Dáil debates

Thursday, 2 March 2017

12:15 pm

Photo of Richard BrutonRichard Bruton (Dublin Bay North, Fine Gael) | Oireachtas source

This Government is about rebuilding our public services. The reason we are able to do that is because, in the past 12 months alone, we have seen 65,000 extra people back at work. That has provided €1 billion in additional resources for this House to allocate to public services. We are doing that.

In less than two weeks, 800,000 people will get a social welfare increase for the first time in eight years. That includes carers, disabled people, unemployed people and sick people. That is rebuilding our public services. Some €1.5 billion has been reinvested into our health service. Some 250,000 more people are getting operations in our public hospitals now than there were four years ago because we are reinvesting. There are problems because we have had a lost decade in public services, but we are now rebuilding that service. In my area, 5,000 extra teachers and special needs assistants will, between this September and next, be going back into our schools to provide particularly for children with special needs or with disadvantage. We are rebuilding in areas where damage has been done.

When we come to the issue of the public transport service, last year we provided a 21% increase in the subvention to Bus Éireann and other public service obligation bodies. This year, there will be another 11%. That is a one third increase in the investment we are making in the delivery of public services. There is a problem with Expressway. This is an area where Dublin Bus has go to head to head with private competition. It is losing money heavily in that regard and this is an issue at the heart of this industrial dispute. The Deputy asked why the Minister does not intervene. There has been a very long history in Ireland of Ministers not politicising industrial disputes. We have very professional services in the Workplace Relations Commission that support the resolution of even the most intractable dispute.
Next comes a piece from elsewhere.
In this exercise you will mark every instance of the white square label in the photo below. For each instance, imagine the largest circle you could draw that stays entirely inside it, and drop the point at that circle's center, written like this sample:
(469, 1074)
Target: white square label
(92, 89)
Those are the professional services that should be used. It is not by accident that we protect those services from political interference, because their very effectiveness depends on them not being undermined by politicians.

This is a difficult area, but on every front we are doing what people are saying needs to be done. We are increasing the subvention for public services, reconsidering the contract for social welfare customers and we are ensuring that the National Transport Authority will be available if a rural service that needs to be restored. It will stand available to provide that on a new basis as a public service contract.

This dispute centres on an area where, under law, subvention cannot be given to Expressway, which is competing head-to-head with private sector providers. That is the law of the land, which the Minister is correctly observing. We need to try to find a resolution and I urge the parties to return to the very experienced people in the WRC to seek a resolution to this dispute and protect people who depend on services.